The girls did not quite understand the description, but the captain seemed troubled, so they hesitated about pressing more pointed questions.

"She is not half as wild as she seems," said Julia after a time. "We had quite a jolly little chat with her one day."

"You did now? That's fine!" he answered heartily. "I wish you could see her once in a while. She needs the right sort of friends. What's a girl to do when every other girl in the village shuns her?"

"We would all be very glad to talk to her and make real friends with her," insisted Helen.

"I'm sure you would, for you're girls brought up to be kind and friendly," said Captain Dave. "I've heard how you befriended old Peter."

"Oh, that wasn't anything," Julia interrupted. "We only took him in from the storm."

"Queer thing none of our firemen happened to see him!
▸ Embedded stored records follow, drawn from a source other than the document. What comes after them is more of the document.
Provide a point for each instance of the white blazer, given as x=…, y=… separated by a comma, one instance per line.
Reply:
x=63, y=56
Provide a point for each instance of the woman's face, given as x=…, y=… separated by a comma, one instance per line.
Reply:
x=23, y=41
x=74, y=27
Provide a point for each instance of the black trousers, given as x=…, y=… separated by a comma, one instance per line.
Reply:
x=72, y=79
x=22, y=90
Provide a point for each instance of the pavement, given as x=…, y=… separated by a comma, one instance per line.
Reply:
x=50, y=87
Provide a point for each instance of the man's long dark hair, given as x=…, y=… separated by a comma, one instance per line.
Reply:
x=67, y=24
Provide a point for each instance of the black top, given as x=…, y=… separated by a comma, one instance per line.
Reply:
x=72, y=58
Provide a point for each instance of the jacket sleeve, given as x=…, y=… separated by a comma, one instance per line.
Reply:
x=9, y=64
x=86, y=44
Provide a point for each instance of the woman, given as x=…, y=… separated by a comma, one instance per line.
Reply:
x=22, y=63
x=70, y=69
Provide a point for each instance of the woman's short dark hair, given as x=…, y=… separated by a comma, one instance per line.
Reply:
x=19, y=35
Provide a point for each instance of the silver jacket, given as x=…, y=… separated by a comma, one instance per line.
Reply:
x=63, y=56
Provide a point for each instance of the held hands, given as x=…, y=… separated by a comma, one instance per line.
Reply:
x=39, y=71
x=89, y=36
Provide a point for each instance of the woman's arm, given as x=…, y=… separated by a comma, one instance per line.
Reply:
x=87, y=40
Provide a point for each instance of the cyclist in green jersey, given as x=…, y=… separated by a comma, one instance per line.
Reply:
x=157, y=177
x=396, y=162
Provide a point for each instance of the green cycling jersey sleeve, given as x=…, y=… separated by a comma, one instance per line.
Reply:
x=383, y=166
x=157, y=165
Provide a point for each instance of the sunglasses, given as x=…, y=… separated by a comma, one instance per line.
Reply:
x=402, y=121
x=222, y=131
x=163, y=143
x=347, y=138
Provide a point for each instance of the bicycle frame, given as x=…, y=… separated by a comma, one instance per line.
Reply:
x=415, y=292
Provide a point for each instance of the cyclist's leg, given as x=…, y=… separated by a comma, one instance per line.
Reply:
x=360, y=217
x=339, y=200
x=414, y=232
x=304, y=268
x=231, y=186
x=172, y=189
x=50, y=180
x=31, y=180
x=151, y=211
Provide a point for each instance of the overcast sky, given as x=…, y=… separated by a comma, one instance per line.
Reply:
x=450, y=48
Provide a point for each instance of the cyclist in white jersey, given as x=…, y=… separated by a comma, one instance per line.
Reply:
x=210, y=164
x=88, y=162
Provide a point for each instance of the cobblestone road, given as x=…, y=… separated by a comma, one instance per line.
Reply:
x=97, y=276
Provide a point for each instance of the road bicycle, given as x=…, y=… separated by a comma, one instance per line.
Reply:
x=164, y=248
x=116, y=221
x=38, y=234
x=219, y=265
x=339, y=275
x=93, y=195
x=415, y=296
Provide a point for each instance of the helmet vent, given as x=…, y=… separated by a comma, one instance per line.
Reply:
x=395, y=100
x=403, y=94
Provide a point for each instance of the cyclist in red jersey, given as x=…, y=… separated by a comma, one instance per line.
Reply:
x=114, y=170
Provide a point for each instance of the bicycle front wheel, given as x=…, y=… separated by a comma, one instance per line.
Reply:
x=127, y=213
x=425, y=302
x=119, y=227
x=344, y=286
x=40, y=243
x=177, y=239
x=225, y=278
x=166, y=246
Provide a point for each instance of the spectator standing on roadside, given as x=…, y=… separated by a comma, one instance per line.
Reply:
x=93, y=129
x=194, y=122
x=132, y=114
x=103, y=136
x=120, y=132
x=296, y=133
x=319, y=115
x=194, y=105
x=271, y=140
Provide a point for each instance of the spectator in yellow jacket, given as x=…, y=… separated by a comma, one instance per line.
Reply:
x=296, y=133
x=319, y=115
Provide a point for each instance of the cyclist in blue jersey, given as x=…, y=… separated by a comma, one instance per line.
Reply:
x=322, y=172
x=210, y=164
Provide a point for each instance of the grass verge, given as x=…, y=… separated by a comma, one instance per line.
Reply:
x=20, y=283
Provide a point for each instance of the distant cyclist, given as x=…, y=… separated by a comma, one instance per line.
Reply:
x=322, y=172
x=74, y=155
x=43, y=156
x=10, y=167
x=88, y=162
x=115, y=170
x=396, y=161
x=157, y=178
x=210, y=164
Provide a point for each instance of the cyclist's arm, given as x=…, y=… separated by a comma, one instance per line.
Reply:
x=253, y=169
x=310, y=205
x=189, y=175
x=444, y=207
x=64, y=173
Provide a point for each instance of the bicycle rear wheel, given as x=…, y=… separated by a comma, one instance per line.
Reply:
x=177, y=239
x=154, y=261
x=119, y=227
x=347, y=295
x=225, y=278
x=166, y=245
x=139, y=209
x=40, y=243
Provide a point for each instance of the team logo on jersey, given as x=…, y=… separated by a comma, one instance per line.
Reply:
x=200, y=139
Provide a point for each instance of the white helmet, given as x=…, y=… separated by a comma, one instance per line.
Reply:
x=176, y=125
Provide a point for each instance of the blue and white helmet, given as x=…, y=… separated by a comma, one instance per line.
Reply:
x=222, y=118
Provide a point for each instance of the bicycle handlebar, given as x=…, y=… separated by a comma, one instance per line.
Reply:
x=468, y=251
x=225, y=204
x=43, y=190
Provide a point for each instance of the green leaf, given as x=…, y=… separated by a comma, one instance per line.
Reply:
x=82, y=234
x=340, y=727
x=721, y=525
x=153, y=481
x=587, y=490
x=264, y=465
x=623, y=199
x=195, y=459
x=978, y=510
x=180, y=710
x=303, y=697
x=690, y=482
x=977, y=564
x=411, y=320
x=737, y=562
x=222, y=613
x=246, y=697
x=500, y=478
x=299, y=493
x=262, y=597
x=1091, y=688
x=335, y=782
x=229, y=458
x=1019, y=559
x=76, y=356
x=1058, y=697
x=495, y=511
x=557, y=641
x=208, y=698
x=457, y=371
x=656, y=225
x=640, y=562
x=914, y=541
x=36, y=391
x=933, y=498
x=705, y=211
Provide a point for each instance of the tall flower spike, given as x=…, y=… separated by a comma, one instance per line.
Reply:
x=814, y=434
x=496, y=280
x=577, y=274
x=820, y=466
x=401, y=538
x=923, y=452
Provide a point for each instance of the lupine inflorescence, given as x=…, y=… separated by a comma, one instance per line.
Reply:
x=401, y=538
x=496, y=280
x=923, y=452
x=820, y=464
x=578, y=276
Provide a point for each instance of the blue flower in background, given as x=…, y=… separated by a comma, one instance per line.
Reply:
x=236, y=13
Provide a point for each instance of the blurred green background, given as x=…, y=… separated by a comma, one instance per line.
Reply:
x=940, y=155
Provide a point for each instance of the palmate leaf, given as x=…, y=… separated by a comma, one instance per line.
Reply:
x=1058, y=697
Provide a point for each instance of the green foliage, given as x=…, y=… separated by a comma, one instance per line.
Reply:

And old Pete out there fis.h.i.+n'! Why, he was so stunned, Kitty told me next day he couldn't move," said Captain Dave.

"We thought we would have lots wilder experiences down here than just driving nice old men home, Captain," complained Grace.

"Aren't you ever going to let us try your breeches buoy?"

"Try it? What would you do with a breeches buoy?" he asked.

"Have a lovely ride in it, wouldn't we?" said Grace.

"I hope not," replied the captain seriously. "That's not a thing to play with."

"And Kitty is the little girl you told us about? She whom you took from the wreck of the Alameda?" asked Louise.

"Yes, she is Kitty Schulkill, but they've nicknamed her Kitty Scuttle, 'count of the way she scuttles about so. But I thought when she was taken over to the Point she might quiet down some, but Kitty is Kitty just the same," he concluded rather gloomily.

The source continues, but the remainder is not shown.